A happy place requires of us an open mind and heart. We must consent to be changed. There is choice. Happy places are transformative and we must be willing participants. I have opened slowly to being a forest bather much preferring the sand and surf. The forest remains for me, a work in progress.
In the past year I have observed two happy places I would like to celebrate; one newly birthed and another enduring over time and space.
Early in September I was privileged to have my grandson and his girlfriend visit for nine days. They are twenty years old, in a three-year relationship, on a holiday before returning to university. I took them to many places, but most importantly to Tofino on the west coast of Vancouver Island. This is a happy place for me and for my grandson, who has been going there since he was a toddler. He was bringing his “love” to this place for the first time. What a gift for me to be an observer.
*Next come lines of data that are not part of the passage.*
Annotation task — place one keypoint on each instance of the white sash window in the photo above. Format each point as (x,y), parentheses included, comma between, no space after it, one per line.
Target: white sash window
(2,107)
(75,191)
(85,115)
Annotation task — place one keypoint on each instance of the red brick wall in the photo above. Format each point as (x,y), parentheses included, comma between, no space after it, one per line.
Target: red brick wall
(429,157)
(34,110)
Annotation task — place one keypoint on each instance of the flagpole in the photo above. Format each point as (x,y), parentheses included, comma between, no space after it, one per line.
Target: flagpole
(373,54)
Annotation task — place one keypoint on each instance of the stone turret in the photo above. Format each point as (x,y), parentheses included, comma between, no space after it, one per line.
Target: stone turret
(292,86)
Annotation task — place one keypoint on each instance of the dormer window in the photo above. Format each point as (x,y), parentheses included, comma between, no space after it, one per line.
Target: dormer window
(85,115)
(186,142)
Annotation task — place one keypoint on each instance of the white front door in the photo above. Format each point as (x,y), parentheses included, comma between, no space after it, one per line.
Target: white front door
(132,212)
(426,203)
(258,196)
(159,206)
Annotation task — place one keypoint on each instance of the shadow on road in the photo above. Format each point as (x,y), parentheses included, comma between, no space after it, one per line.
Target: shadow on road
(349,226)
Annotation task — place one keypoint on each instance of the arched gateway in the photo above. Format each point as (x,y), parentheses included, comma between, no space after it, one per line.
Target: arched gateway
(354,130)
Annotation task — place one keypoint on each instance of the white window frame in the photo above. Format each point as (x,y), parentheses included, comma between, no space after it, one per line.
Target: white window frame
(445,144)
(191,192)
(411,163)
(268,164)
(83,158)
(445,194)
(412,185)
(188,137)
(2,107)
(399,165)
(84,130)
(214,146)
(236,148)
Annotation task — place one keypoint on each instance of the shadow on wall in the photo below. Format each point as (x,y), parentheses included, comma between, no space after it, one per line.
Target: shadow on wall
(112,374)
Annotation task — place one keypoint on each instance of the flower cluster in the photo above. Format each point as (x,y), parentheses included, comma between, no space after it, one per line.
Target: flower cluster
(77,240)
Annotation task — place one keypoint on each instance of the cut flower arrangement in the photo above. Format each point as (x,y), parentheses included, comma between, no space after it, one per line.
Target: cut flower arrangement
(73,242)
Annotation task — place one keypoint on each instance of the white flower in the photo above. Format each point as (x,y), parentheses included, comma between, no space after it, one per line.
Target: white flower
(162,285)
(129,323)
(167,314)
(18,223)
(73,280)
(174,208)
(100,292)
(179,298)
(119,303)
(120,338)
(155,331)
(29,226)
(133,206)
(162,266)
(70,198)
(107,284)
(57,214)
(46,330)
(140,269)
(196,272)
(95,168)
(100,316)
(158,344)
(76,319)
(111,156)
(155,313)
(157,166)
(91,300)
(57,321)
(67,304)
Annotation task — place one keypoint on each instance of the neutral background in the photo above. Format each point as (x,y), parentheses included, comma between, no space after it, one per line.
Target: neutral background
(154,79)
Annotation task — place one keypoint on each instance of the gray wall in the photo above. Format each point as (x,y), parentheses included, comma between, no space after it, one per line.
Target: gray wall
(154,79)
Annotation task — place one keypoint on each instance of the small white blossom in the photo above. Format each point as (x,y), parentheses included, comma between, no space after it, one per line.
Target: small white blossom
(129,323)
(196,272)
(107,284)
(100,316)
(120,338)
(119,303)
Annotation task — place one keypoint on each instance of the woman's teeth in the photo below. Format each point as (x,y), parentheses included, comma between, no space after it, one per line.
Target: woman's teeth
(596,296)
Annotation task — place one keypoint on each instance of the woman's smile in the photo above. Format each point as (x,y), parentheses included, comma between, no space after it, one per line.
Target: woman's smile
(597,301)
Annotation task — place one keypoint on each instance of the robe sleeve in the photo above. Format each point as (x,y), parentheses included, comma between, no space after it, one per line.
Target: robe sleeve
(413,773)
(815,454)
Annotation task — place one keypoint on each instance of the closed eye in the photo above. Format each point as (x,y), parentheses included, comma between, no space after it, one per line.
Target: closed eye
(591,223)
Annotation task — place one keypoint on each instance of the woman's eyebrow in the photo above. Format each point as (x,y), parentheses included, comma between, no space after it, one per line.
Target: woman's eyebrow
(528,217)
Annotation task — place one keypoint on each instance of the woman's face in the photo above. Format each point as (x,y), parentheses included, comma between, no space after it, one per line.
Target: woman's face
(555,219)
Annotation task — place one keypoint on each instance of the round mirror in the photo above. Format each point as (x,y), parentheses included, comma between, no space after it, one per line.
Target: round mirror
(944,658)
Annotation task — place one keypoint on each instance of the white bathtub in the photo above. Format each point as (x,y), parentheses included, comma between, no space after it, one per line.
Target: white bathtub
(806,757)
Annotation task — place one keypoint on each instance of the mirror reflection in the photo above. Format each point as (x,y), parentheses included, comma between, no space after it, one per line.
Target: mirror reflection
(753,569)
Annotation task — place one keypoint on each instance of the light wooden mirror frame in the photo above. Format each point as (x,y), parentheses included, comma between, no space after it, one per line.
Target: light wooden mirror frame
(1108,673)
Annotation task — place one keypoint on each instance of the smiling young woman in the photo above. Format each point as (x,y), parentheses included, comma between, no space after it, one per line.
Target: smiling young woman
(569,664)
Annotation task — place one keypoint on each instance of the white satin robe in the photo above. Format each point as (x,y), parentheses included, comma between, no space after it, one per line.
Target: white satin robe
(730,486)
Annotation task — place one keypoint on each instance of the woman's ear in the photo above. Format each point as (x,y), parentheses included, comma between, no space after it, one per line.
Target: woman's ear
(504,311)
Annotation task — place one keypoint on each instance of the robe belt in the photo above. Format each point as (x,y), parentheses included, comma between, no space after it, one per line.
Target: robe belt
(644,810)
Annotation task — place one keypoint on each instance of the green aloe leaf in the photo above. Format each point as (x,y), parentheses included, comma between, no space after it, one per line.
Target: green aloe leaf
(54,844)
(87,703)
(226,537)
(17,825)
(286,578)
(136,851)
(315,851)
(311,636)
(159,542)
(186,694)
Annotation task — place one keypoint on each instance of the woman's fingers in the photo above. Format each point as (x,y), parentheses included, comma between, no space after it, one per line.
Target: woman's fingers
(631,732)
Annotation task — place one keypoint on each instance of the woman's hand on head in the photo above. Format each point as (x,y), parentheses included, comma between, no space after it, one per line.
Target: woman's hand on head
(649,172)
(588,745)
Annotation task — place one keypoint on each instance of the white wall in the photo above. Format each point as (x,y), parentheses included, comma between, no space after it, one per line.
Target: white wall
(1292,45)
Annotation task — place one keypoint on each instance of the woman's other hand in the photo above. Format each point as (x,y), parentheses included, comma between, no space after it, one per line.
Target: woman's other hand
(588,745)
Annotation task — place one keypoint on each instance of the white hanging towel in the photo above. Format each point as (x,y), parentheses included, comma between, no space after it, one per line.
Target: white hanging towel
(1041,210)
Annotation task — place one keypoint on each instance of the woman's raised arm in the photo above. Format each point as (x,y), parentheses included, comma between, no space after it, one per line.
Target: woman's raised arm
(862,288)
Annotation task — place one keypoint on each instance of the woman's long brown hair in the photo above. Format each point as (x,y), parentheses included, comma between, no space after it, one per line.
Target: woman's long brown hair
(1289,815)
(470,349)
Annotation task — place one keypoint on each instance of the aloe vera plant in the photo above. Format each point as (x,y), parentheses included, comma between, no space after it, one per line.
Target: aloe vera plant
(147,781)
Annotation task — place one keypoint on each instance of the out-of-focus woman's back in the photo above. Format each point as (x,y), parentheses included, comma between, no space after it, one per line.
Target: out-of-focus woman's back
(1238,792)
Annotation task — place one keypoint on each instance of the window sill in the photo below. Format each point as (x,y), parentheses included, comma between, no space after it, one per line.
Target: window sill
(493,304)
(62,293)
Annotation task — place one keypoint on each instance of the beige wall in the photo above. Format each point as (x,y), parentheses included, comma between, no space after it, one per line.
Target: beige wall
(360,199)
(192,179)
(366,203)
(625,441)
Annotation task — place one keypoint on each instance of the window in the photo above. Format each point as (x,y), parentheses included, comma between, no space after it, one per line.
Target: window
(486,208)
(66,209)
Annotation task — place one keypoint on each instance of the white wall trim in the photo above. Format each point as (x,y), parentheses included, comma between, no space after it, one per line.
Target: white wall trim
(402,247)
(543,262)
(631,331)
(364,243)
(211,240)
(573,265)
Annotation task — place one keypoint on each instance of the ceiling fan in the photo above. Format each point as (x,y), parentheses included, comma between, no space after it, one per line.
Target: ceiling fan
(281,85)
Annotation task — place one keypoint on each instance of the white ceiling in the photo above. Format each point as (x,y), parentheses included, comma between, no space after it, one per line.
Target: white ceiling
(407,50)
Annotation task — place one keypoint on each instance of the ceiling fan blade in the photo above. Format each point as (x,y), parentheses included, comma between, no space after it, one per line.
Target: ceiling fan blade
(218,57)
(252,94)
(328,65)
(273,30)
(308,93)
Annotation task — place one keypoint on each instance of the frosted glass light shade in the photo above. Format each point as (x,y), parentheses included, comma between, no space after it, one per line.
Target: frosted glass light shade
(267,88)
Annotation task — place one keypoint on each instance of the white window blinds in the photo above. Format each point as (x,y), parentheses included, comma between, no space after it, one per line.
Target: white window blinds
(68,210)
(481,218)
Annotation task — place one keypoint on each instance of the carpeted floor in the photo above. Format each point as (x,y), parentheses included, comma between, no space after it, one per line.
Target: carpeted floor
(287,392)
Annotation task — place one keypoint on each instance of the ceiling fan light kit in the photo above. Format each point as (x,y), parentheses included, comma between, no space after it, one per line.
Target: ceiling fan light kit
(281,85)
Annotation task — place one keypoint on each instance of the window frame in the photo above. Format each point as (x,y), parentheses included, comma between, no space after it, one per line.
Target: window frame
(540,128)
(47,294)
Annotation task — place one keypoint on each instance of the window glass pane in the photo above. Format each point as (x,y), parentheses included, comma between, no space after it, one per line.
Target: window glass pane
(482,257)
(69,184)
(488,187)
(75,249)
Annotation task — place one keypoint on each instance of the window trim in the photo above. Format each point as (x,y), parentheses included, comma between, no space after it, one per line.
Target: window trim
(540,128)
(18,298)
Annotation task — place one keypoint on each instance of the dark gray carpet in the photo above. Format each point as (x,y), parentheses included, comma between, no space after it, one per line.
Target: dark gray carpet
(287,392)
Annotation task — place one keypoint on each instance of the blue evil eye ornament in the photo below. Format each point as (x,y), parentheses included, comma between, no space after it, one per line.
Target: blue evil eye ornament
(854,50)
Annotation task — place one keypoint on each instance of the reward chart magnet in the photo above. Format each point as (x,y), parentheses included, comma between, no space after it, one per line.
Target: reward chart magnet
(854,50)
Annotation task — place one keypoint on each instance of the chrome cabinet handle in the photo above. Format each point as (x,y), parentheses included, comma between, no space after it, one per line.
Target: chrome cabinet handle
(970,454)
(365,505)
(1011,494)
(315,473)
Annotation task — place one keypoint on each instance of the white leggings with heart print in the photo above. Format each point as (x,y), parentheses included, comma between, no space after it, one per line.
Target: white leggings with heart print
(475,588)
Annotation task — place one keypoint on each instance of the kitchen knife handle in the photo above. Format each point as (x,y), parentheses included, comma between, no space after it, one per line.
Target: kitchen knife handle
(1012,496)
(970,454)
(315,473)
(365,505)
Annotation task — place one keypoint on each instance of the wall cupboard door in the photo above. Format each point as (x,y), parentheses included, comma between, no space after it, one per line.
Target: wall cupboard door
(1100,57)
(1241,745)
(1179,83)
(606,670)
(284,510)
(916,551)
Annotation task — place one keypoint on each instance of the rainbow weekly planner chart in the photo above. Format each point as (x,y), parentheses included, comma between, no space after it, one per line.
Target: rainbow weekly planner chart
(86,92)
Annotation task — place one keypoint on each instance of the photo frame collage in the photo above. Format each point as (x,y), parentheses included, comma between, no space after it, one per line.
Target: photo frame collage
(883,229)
Nature cooperated and gave us four days of blue sky in Tofino. The ocean crashed. The surfers and boogie boarders did their thing. My grandson took off on a boogie board while his girlfriend was less sure on the board. There were moments of tension, and then he slowed down and she caught up. A “happy place” was born for them both. I got to witness it and capture it in a photo.
The second celebration was shared with me by friends on Bribie Island in Queensland, Australia. Their son, his wife and their only grandchild live in my neighbourhood in Vancouver, Canada. This sort of long-distance grandparenting is very common these days. The grandmother in Australia and the granddaughter in Canada have a very happy place. It is a laptop infused with meaning.
Every day, for one to two hours, at the now-seven-year-old’s pre-dinner time, she and grandma hang out, reading and exploring and doing things. Grandma tells me this time is inviolable , seven years in duration and is regularly scheduled in her agenda. The young girl carries her laptop around with her. Recently she and grandma gathered acorns, placing them on leaves and making a buffet for the squirrels. Across oceans they commune in such a happy place of connection.
I wish this December to celebrate your happy places and encourage you to be open to a new happy place, gobsmacking you with awe and wonder.